Seriously, though, i don't expect my either of my children's fiances to come ask for permission. If they're old enough to get married, they sure don't need my vote. That's the way DH & I did it. My dad had abandoned our family and my mom was in her I Hate Men phase, so we were on our own. Best decision we ever made. We managed to pull a small inexpensive wedding together in 2 weeks and the marriage has lasted 30 years. We got our monies worth :thumbsup2
 
ok --I want to hear your stories.

Did your son in law (or son in law to be) ask your permission to marry your daughter and how did he do it?

Were you surprised? and how long did you have to keep the secret?

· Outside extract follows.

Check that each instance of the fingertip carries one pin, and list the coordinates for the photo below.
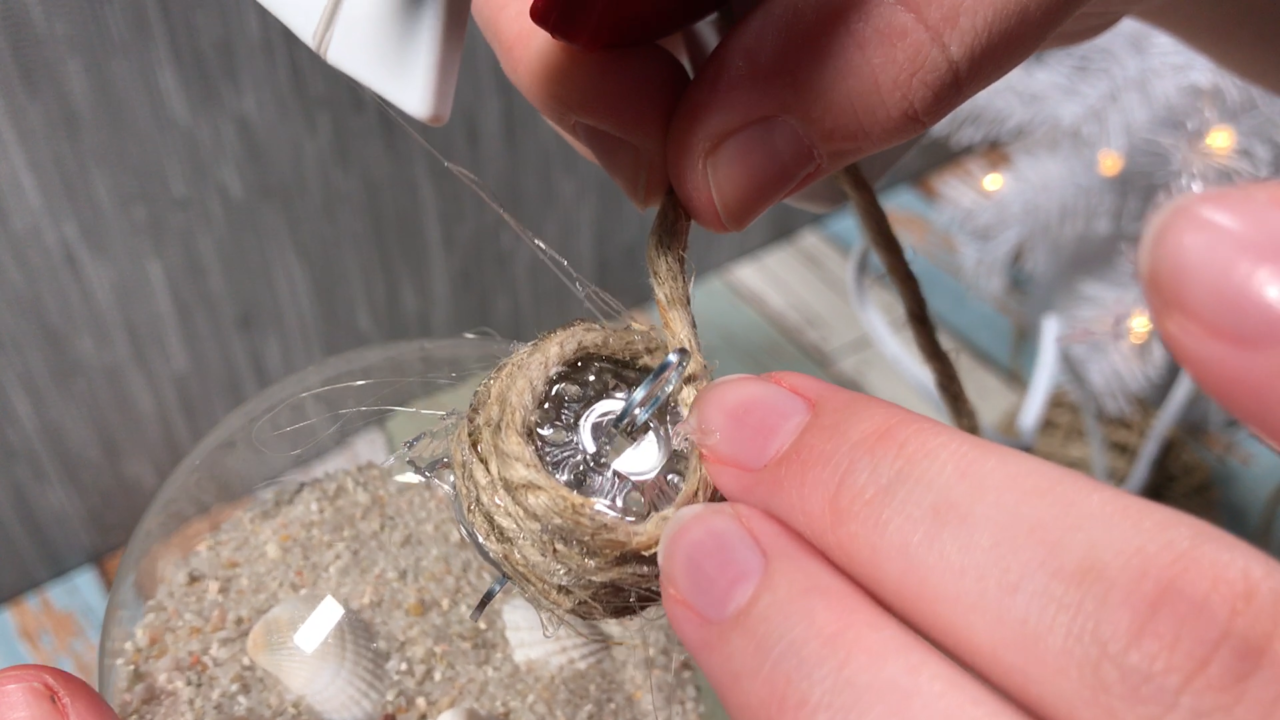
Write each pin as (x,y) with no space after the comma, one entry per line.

The current SIL no. But they lived across the country from me so it didnt matter. However, when my DD30 was my DD18, her then BF asked me, and I said no.

It started out like this

Him: Mr T

Me: Yes

Him: Can we have a man to man talk?

Me: Yes, call me when youre a man.

It went downhill from there for him. The story is family lore.
 
If a boyfriend were to ask us, I would hope my daughter would say no when he got around to asking her! :thumbsup2 Any guy who thought permission for marriage should be sought wouldn't be the kind of guy we'd want our daughter marrying.

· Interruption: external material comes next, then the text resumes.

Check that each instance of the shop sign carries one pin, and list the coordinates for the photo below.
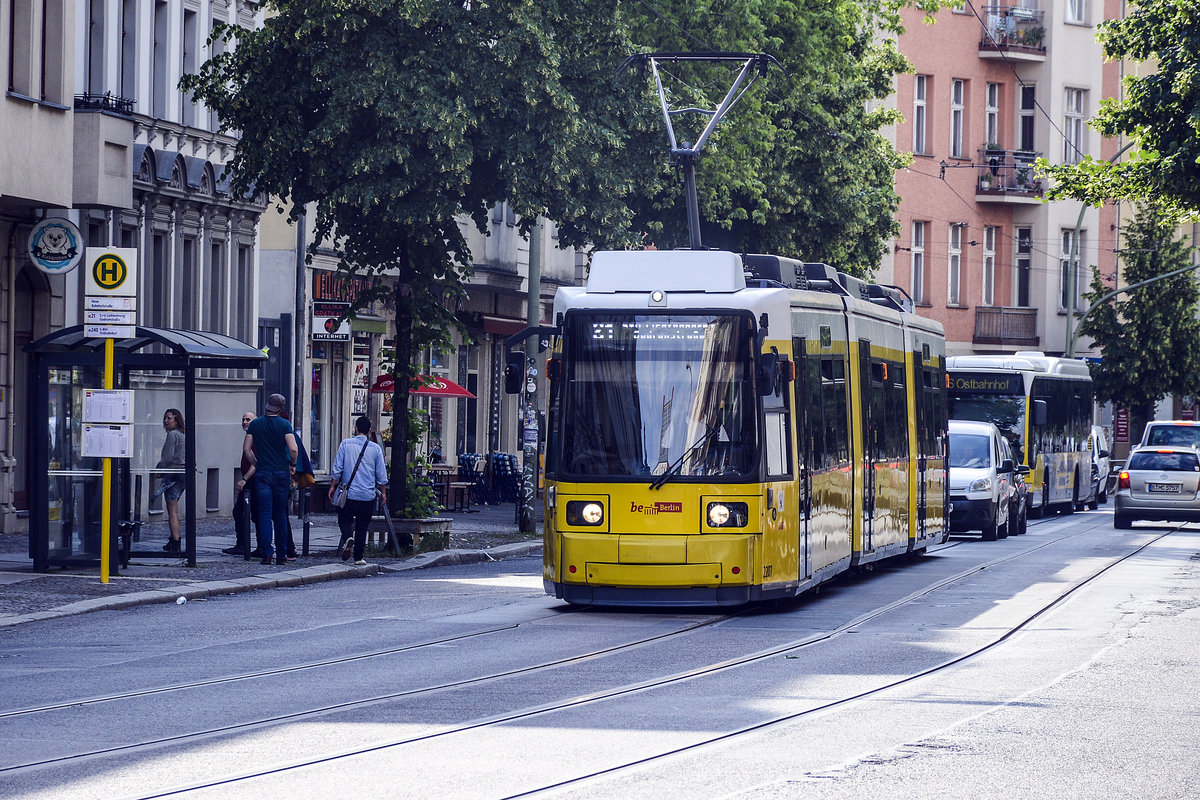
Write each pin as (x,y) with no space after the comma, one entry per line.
(325,324)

I always said that if any man ever asked anyone but me for my hand in marriage, he could expect a resounding "no." :thumbsup2 I find the concept offensive.

Just to irritate me, though, my mother did e-mail DH a picture of a goat after we got engaged and told him it was my dowery. The running joke for a while after that was how many goats I was worth... :headache::rotfl:
 
DH and I just had this conversation this evening, as our favorite niece got engaged yesterday. :)

Her boyfriend has become part of our family for the last six years, and out of respect for her parents, he did ask her Dad for his permission. He asked a few months ago and has been carrying the ring around with him since then. He proposed on her Dad's birthday. :laughing:

DH did not ask my parent's permission, and I preferred it that way. :)
 
Not one of our 3 sons did this. It's not consistent with how they were raised.
 
DH asked my dad and my dad was very surprise his answer was "I guess" :rotfl:. Now My dad loves DH.
 
Asking is a sign of a time gone by. My lovely BIL called and told my Dad a heartfelt story of how he loved my sis and wanted his blessing. Of course he said yes.


The sweetest story is my 60-something year old widowed aunt. She fell in love with a great guy and her BF (of similar age) wanted to marry my aunt. My grandparents (dad and aunt's parents) have long passed and her fiancé called my Dad and asked for her hand in marriage before formally asking. Of course it is old fashioned and silly but I think it is totally sweet and cute that he included the family.
 
DH did not tell anyone that he was going to ask me, not even his mom who he's super close with. I think possibly his best friend may have known before hand because he is the person who married us and had to start the process of becoming ordained.
 
DH asked my dad. I know it meant the world to my Daddy, but he just told DH "if she wants to." My dad told my mom that he told DH "I couldn't imagine a better man for my daughter." LOL! My dad knew it was my decision, but it was a sign of respect to my dad.